A good many people live that way. They should not be surprised when the country goes to sh*t as they sit and wait for someone to give reason to act, and then only to shoot.
The general principles on which the fathers achieved independence were the general principles of Christianity. I will avow that I then believed, and now believe, that those general principles of Christianity are as eternal and immutable as the existence and attributes of God.
-- John Adams, second President of the United States and a signer of the Declaration of Independence
It is nice that you know about the Inquisition
"When, in the course of human events, it becomes necessary for one people to dissolve the political bands which have connected them with another, and to assume among the powers of the earth the separate and equal station to which the laws of nature and of nature's God entitle them, a decent respect to the opinions of mankind requires that they should declare the causes which impel them to the separation.

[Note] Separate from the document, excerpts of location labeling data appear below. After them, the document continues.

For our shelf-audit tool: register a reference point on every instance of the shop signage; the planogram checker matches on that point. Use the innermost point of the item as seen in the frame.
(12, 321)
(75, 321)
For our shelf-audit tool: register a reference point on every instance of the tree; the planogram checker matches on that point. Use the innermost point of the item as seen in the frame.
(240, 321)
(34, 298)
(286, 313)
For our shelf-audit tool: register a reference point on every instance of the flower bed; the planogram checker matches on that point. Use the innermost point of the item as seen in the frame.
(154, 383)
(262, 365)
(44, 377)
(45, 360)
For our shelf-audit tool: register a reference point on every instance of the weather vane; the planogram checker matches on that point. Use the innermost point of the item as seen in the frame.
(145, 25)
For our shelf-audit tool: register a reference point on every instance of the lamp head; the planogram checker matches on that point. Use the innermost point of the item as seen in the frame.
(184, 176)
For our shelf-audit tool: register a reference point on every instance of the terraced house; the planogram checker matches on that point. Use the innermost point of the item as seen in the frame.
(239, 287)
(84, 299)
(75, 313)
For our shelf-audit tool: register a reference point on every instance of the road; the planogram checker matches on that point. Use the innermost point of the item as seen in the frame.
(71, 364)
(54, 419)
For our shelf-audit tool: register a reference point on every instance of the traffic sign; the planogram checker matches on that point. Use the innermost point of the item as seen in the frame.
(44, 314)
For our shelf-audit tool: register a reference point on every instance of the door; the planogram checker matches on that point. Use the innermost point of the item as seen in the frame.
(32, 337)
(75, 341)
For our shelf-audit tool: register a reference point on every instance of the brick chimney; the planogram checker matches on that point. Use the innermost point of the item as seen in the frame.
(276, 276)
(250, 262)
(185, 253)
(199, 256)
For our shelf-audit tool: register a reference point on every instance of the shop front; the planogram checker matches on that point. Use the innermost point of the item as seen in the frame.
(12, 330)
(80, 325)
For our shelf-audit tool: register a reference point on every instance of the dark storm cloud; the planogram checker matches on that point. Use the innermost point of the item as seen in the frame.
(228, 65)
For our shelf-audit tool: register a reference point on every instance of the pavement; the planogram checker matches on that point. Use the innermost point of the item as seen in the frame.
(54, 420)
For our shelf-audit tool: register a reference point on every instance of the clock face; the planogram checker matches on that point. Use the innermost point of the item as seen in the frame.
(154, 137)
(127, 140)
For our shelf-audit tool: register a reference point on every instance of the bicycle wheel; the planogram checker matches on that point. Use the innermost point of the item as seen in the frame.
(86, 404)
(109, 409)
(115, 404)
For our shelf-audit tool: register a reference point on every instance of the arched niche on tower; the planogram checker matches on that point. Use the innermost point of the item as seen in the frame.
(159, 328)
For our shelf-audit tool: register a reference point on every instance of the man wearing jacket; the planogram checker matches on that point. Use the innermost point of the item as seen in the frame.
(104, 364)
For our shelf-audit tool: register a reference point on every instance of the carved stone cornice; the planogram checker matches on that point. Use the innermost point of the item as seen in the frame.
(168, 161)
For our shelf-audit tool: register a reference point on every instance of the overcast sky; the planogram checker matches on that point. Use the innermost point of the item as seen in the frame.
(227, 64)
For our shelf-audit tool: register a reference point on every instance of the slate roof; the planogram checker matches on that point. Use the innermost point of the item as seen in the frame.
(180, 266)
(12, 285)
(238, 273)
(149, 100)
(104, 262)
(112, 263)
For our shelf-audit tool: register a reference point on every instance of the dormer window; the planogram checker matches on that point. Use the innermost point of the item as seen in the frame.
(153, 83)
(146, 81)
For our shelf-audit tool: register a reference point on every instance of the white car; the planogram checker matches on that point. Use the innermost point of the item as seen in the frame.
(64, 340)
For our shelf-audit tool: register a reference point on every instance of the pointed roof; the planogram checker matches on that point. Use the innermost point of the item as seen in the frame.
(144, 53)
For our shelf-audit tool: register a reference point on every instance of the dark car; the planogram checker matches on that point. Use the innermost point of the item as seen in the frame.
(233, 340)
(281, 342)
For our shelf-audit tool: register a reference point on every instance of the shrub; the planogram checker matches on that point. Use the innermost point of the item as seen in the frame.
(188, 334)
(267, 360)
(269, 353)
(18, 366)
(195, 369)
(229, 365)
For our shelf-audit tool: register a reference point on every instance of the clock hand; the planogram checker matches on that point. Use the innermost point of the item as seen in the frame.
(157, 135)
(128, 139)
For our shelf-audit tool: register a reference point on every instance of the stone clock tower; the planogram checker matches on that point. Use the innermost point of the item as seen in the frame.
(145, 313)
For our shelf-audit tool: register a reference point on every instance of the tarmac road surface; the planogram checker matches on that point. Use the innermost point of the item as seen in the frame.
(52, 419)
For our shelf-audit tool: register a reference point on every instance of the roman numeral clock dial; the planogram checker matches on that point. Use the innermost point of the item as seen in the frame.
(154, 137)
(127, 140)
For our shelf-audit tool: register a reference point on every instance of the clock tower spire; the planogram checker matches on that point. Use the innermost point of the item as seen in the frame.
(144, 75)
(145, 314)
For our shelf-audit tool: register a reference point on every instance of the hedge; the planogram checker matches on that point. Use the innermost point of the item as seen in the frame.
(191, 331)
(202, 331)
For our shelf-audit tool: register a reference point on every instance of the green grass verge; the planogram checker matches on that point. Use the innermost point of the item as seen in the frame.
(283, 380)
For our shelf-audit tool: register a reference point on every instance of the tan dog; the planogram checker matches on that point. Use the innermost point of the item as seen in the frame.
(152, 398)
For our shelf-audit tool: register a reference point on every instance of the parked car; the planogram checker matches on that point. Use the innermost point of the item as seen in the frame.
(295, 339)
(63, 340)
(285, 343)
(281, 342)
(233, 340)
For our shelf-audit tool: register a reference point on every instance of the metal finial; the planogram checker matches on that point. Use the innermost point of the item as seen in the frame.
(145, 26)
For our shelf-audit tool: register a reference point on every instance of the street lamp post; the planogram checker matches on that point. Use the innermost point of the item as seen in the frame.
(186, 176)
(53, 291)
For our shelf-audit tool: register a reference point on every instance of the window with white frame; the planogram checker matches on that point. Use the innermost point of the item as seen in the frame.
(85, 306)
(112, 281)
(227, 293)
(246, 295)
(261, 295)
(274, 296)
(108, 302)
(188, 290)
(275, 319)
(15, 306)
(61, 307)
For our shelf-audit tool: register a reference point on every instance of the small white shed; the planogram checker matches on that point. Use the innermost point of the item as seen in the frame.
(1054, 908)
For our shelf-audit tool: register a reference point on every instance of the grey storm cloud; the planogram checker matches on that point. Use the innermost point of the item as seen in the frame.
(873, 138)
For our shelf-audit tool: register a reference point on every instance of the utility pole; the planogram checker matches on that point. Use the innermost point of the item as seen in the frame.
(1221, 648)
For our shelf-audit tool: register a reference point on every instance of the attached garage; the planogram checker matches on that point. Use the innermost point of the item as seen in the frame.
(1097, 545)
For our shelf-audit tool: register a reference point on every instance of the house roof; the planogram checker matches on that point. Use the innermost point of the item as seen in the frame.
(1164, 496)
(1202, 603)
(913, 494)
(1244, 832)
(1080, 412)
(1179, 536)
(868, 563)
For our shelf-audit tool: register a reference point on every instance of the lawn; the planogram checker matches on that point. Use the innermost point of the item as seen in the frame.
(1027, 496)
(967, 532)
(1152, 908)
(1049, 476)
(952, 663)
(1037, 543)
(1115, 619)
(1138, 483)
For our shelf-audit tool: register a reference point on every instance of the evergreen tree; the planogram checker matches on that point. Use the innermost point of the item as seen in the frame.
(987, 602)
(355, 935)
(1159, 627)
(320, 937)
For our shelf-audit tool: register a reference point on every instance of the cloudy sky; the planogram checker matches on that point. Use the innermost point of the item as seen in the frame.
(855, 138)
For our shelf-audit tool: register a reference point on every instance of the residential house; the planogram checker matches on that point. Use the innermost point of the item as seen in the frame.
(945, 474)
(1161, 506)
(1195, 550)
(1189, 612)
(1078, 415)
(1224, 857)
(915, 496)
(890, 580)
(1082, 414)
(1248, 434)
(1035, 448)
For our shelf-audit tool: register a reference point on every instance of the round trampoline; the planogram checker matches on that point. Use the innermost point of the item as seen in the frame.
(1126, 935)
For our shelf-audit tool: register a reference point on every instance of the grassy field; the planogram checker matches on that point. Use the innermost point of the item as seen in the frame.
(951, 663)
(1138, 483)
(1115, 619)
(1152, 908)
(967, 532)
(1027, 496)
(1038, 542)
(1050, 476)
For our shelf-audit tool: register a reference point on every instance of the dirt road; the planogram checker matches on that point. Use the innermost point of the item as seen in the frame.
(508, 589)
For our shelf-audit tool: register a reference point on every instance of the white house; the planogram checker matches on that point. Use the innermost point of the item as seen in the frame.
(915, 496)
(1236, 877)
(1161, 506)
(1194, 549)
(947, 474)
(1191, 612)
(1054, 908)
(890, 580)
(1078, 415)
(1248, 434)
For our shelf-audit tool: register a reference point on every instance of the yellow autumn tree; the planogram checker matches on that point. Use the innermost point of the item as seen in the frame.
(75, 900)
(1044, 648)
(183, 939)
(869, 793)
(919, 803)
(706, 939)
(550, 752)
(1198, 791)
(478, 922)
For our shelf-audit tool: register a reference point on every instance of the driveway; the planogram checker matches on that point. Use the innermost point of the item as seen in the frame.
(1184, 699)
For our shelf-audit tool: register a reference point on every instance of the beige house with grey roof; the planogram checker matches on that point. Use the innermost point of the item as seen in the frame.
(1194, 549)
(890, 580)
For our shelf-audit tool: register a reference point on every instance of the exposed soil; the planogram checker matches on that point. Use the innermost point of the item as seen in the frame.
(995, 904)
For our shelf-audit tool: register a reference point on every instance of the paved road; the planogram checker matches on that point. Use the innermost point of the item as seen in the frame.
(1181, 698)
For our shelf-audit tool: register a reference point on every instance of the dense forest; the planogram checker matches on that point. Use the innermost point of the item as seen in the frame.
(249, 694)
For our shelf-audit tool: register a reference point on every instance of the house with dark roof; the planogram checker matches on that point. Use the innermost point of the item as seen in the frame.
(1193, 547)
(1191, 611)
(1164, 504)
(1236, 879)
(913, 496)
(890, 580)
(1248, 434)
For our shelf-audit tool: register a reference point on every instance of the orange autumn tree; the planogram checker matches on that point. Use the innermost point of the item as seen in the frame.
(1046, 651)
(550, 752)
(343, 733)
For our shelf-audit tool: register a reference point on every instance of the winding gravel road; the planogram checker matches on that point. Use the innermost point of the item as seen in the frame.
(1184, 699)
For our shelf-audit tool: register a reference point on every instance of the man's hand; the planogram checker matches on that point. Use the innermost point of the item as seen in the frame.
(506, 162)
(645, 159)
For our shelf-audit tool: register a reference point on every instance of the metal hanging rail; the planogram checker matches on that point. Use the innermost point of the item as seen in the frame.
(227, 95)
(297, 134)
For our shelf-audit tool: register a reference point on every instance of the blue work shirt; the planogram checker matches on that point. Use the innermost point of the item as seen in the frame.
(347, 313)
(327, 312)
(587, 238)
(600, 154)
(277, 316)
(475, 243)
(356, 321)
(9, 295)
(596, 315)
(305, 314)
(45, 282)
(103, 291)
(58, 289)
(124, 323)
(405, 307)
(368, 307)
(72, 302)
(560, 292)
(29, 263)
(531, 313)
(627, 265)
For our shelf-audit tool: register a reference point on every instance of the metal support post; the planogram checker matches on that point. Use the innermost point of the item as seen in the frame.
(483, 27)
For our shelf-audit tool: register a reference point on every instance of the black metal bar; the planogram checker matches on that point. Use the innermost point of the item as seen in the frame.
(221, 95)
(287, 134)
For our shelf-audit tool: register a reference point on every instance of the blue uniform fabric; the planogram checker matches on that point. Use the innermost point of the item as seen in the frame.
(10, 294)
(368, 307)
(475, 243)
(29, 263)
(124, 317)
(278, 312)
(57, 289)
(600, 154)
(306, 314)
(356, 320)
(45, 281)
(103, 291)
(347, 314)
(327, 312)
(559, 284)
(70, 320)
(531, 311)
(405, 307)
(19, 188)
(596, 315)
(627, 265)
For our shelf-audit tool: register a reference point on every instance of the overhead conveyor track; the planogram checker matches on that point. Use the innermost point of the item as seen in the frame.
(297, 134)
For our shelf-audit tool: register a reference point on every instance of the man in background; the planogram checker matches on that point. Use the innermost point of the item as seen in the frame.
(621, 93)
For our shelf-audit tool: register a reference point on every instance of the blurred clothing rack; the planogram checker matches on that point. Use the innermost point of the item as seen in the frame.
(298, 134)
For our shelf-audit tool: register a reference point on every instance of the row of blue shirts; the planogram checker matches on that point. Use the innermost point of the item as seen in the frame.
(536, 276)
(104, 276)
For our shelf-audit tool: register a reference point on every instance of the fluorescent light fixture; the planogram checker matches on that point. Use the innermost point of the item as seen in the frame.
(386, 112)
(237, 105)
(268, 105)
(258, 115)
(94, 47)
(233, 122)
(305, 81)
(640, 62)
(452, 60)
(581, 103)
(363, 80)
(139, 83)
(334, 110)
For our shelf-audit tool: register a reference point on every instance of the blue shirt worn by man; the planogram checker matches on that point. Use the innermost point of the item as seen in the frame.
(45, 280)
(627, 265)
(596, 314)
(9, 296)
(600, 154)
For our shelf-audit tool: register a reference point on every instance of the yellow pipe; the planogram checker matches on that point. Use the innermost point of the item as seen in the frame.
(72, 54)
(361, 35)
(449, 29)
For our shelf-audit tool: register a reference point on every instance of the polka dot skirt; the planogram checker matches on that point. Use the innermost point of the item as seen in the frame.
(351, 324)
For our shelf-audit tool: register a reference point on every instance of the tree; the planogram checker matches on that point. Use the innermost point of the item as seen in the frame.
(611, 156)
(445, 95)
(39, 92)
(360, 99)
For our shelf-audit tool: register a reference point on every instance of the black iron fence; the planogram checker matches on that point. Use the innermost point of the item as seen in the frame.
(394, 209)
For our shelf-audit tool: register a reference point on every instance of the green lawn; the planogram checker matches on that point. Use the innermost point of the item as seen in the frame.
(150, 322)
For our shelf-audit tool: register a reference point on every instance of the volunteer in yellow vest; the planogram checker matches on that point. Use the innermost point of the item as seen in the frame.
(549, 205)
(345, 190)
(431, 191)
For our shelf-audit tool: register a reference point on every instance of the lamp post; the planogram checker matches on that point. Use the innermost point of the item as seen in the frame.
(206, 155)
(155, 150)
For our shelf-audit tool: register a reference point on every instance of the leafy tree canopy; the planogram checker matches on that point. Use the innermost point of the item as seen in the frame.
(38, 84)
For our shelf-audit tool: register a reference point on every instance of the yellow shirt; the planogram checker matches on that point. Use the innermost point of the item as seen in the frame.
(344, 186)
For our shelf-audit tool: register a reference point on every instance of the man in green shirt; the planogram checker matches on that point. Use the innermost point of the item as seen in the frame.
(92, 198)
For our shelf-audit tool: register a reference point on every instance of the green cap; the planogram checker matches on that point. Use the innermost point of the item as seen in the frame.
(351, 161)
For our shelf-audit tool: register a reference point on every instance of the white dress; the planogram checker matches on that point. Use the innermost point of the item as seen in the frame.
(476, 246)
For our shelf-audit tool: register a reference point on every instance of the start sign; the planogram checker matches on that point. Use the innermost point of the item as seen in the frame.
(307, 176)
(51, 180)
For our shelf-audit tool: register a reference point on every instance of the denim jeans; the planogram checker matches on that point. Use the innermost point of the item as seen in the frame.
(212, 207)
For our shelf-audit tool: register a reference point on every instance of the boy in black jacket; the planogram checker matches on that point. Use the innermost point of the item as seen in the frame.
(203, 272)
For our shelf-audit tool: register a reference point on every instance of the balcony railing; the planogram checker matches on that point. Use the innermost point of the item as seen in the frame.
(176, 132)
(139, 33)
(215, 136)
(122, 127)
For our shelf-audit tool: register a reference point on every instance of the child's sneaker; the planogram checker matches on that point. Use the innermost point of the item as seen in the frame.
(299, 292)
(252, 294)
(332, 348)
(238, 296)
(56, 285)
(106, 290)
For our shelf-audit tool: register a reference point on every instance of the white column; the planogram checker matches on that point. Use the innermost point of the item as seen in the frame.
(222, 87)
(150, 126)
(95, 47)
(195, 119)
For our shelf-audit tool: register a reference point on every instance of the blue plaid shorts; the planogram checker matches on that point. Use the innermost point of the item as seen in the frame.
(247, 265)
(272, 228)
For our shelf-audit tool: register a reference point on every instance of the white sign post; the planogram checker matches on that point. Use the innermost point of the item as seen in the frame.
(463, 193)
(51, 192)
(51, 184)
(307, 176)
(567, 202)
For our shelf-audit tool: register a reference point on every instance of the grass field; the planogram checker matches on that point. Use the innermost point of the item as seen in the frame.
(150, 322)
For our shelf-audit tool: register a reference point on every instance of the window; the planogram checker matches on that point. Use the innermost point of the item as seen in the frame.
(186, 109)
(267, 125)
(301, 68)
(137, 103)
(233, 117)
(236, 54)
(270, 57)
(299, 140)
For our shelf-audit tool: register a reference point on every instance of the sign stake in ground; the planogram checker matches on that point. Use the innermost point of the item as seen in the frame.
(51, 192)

We hold these truths to be self-evident, that all men are created equal; that they are endowed by their Creator with inherent and inalienable Rights; that among these, are Life, Liberty, and the pursuit of Happiness; that to secure these rights, Governments are instituted among Men, deriving their just powers from the consent of the governed; that whenever any Form of Government becomes destructive of these ends, it is the Right of the people to alter or abolish it, and to institute new Government, laying its foundation on such principles, and organizing its powers in such form, as to them shall seem most likely to effect their Safety and Happiness.
For the support of this declaration, with a firm reliance on the protection of divine providence, we mutually pledge to each other our lives, our fortunes, and our sacred honor."~Thomas Jefferson
Curiously, its extremely easy to visualize a theistic socialism. Several have existed and some still do, in the rest of he world. Very easy to justify philosophically. The longest-living “communes” are religious ones.
There isn’t much of it around now, politically speaking in the US, but I think thats just a matter of fashion.
That's because they were communists, not because they were atheists.
Its the narcissus atheists that have their self as their god that are the biggest problem..most narcissus become atheist because the idea of anything bigger the their self is not acceptable to believe
They go hand in hand.
The reality is that my father and mother were my "makers", and I hope I don't go back to them.
This is very true that most atheists are leftists and I can’t understand why. They rightly reject a belief in god based on a lack of rational justification but they accept the idea that we are our brothers keeper without any rational justification. They embrace welfare statism and egalitarianism when there is no rational justification for them. They reject the belief in God but accept the altruism preached by religion. That is why I don’t belong to any atheist organizations and won’t. I find an equally strange dichotomy with religious conservatives. They are pro capitalism and individual rights and are against welfare statism and egalitarianism but they embrace the altruist morality that they are based on and that their religion promotes and which is incompatible with capitalism IMO.
And yes we conservative atheists are very rare eggs in my experience.
Atheism is a preposterous philosophy presuming the understanding of another person’s deity.
You say that like it is a bad thing.
>> Contrast the atheist with the christian or moslem.
>> The atheist won’t kill you for not agreeing with them.
Are you equating Christ to Allah?
Are you suggesting killing is immoral?
Ahem. So rejecting a belief in God (note the capitalization which you prefer not to use) is right. Four letters:
This thread is getting very revealing.
However beyond that Charles, the specifics become pretty clear. As an atheist, without a God, why would you even believe or care about being pro life? Of course without God, same sex marriage certainly makes sense.
Prayer in school or public forums, even a cross on public property most likely offends you considering that you mistakenly believe the constitution says freedom from instead of freedom OF religion.
Yes, i clearly understand there are exceptions to all cases. But thinking, Bozell might have gotten this one correct.
I do not find virtue in unconditionally allowing vice to go unnoticed and/or unaddressed so, yes, I say it like it is a “bad thing.”